I am just using the word in its ordinary dictionary meaning. I realize that there are those who are inventing new terms like Islamist, Islamic Fascist, Islamofascist, Islamonazi, Jihadist, etc. None of these terms have generally accepted definitions yet, and they are not favored by people who call themselves Muslims. Perhaps I'll use one of those terms as well. I will continue to use the term Mohammedan because it is the most accurate and inoffensive term I can find for the followers of Mohammad.

I found this in the 1910 Catholic Encyclopedia:
After Mohammed's death Mohammedanism aspired to become a world power and a universal religion. ... Mohammedanism now comprises various theological schools and political factions. ...

It is hardly necessary here to emphasize the fact that the ethics of Islam are far inferior to those of Judaism and even more inferior to those of the New Testament. ...

Religion and the State are not separated in Islam. Hence Mohammedan jurisprudence, civil and criminal, is mainly based on the Koran and on the "Traditions". ... Slavery is not only tolerated in the Koran, but is looked upon as a practical necessity, ...

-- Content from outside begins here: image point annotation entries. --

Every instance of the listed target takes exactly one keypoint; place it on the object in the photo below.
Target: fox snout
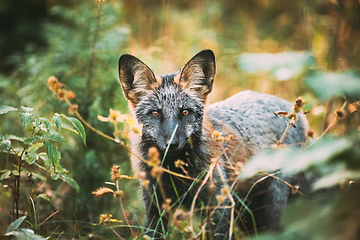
(171, 136)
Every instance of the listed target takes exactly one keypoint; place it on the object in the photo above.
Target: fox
(178, 122)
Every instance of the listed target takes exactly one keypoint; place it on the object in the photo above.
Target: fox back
(177, 123)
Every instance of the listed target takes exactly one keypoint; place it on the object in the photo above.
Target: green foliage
(21, 233)
(41, 134)
(84, 42)
(283, 66)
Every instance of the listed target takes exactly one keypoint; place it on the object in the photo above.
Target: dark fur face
(160, 112)
(170, 102)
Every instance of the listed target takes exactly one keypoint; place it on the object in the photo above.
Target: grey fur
(249, 116)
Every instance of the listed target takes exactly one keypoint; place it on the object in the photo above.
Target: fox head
(169, 107)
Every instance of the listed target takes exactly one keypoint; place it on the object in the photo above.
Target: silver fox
(174, 116)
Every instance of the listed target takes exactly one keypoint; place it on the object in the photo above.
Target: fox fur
(178, 101)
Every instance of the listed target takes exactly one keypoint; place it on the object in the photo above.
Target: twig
(283, 181)
(93, 45)
(332, 123)
(231, 200)
(284, 134)
(211, 169)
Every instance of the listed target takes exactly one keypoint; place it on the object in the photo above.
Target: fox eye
(185, 112)
(155, 113)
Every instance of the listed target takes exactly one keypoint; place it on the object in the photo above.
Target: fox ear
(198, 74)
(136, 78)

In matters political Islam is a system of despotism at home and aggression abroad. The Prophet commanded absolute submission to the imâm. In no case was the sword to be raised against him. The rights of non-Moslem subjects are of the vaguest and most limited kind, and a religious war is a sacred duty whenever there is a chance of success against the "Infidel". Medieval and modern Mohammedan, especially Turkish, persecutions of both Jews and Christians are perhaps the best illustration of this fanatical religious and political spirit.
This is not an objective source, of course, but might be representative of the Catholic view in 1910.